Organisation politique et administrative [modifier]
Maires [modifier]
Éducation [modifier]
Une école normale est créée à Barcelonnette en 1833 : elle y fonctionne jusqu’en 1888, lors de son transfert à Digne[55].
Le lycée André-Honnorat, succède au collège Saint-Maurice, rebaptisé d’après le nom du ministre de l’instruction André Honnorat en 1919. Désiré Arnaud (préfet), Pierre-Gilles de Gennes et Carole Merle en ont suivi les cours[56],[57].
Jusqu’à la Troisième République, les classes primaires sont installées dans des bâtiments qu’elles partagent avec d’autres activités : les garçons au collège Saint-Maurice, avec l’école normale de garçons, et les filles dans les locaux de l’hospice tenu par les sœurs Saint-Joseph[55].
Actuellement, trois écoles fonctionnent à Barcelonnette : une école maternelle et une école élémentaire publiques, et une école privée (sous contrat et dont les enseignants sont salariés de l’Éducation nationale)[58]. L’école primaire de l’avenue des Trois-Frères-Arnaud est construite en 1882-1883 pour accueillir les classes primaires de filles. Dès 1884, les classes de garçons sont installées au rez-de-chaussée, les filles occupant l’étage ; un cours complémentaire est ouvert pour les filles la même année, pour les garçons peu de temps après. En 1957, l’école compte 9 classes, dont deux de maternelle, et 10 en 1993. De 1963 à 1973 (création des CFA), les apprentis y suivent leurs cours[55].
En 2010, le collège André-Honnorat de Barcelonnette ouvre un internat dit « d’excellence », destiné aux élèves doués mais de condition sociale modeste. Cet internat est destiné à leur donner les meilleures conditions d’études[59],[60]. Il occupe les locaux du Quartier Craplet, ancienne garnison du 11e bataillon de chasseurs alpins puis du Centre d'instruction et d'entraînement au combat en montagne.

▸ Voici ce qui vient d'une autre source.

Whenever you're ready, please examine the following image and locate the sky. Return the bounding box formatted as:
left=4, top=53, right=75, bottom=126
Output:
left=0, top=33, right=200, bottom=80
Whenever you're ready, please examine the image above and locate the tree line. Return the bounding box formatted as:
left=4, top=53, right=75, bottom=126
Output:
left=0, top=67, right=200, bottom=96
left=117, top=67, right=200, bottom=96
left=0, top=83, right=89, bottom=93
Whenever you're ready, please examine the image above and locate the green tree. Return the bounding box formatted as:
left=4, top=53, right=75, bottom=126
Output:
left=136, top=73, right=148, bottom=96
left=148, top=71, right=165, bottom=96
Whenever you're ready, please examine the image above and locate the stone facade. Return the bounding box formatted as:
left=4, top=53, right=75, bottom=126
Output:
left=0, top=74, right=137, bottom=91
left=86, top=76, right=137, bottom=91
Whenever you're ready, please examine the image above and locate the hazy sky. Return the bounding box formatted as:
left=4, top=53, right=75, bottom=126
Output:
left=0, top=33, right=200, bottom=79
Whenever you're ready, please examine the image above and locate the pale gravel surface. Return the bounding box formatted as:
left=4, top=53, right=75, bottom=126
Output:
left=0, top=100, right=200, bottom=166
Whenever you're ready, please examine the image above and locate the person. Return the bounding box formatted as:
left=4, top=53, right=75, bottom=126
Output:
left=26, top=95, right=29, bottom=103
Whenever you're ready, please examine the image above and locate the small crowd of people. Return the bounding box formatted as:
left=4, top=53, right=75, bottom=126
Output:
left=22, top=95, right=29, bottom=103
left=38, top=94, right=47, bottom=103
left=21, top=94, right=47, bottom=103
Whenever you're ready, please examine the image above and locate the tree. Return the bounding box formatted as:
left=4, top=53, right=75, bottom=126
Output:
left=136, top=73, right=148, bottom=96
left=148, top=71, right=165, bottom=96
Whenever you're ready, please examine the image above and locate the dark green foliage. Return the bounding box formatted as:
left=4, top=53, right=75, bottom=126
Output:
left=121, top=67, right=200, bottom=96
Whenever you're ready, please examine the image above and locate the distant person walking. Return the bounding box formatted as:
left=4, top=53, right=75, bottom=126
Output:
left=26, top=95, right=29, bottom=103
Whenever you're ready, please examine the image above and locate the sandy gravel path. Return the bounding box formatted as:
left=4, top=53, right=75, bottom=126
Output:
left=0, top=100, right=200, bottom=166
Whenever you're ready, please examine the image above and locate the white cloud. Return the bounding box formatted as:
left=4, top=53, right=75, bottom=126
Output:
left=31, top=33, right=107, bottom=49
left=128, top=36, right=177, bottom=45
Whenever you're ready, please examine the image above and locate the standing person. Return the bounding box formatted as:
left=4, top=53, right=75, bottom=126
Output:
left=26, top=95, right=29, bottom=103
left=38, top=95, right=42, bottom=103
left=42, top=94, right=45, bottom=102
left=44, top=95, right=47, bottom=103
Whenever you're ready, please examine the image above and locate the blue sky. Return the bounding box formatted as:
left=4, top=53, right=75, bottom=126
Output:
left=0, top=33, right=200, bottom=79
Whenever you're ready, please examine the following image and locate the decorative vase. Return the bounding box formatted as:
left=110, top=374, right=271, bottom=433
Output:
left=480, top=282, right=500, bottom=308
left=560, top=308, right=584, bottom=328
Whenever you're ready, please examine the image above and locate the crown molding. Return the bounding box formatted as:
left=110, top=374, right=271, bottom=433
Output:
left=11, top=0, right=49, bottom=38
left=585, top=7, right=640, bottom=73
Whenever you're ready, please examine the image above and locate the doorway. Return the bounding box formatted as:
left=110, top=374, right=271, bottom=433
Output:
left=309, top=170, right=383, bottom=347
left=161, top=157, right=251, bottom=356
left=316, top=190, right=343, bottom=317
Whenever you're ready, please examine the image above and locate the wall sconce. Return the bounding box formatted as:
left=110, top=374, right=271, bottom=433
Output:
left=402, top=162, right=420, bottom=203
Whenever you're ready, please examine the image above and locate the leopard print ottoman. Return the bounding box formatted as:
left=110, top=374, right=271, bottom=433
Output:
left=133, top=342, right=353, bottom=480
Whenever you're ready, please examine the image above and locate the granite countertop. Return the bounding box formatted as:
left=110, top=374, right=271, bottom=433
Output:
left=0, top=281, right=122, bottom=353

Politique environnementale [modifier]
Barcelonnette est classé une fleur au concours des villes et villages fleuris.
Jumelages [modifier]
Barcelonnette est jumelée avec :
Valle de Bravo (Mexique) depuis 2005
Économie [modifier]
Aperçu général [modifier]
En 2009, la population active s'élevait à 1291 personnes, dont 86 chômeurs[61] (177 fin 2011[62]). Ces travailleurs sont majoritairement salariés (80 %)[63] et travaillent majoritairement dans la commune (70 %)[63]. L'agriculture compte encore 10 établissements actifs, mais aucun salarié[64]. L'industrie et la construction emploient 11 % des actifs, et les services et l'administration, un peu moins de 90 %[64].

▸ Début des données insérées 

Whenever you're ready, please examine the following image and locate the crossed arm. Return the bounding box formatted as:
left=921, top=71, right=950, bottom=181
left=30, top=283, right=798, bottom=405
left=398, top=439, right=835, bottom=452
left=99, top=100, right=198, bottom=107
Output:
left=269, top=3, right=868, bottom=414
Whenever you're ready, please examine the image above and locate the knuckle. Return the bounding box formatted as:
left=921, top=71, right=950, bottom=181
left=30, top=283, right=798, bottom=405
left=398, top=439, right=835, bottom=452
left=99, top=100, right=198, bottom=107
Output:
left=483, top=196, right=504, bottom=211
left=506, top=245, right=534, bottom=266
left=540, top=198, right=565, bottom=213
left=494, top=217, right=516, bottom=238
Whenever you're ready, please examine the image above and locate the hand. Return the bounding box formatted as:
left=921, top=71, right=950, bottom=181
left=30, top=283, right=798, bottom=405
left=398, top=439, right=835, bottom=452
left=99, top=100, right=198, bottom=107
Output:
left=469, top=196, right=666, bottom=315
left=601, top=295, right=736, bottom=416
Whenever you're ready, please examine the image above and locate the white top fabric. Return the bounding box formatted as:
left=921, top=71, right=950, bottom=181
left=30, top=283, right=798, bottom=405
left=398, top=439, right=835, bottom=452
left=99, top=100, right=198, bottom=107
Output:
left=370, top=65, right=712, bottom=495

Le tissu économique est surtout composé de petites entreprises. Un grand nombre d'entreprises de Barcelonnette dépendent du tourisme. Au 1er janvier 2011, les établissements actifs dans la commune sont principalement des commerces et des services (1020 des 1145 établissements)[64].
Agriculture [modifier]
Fin 2010, le secteur primaire (agriculture, sylviculture, pêche) comptait 10 établissements au sens de l’Insee[64].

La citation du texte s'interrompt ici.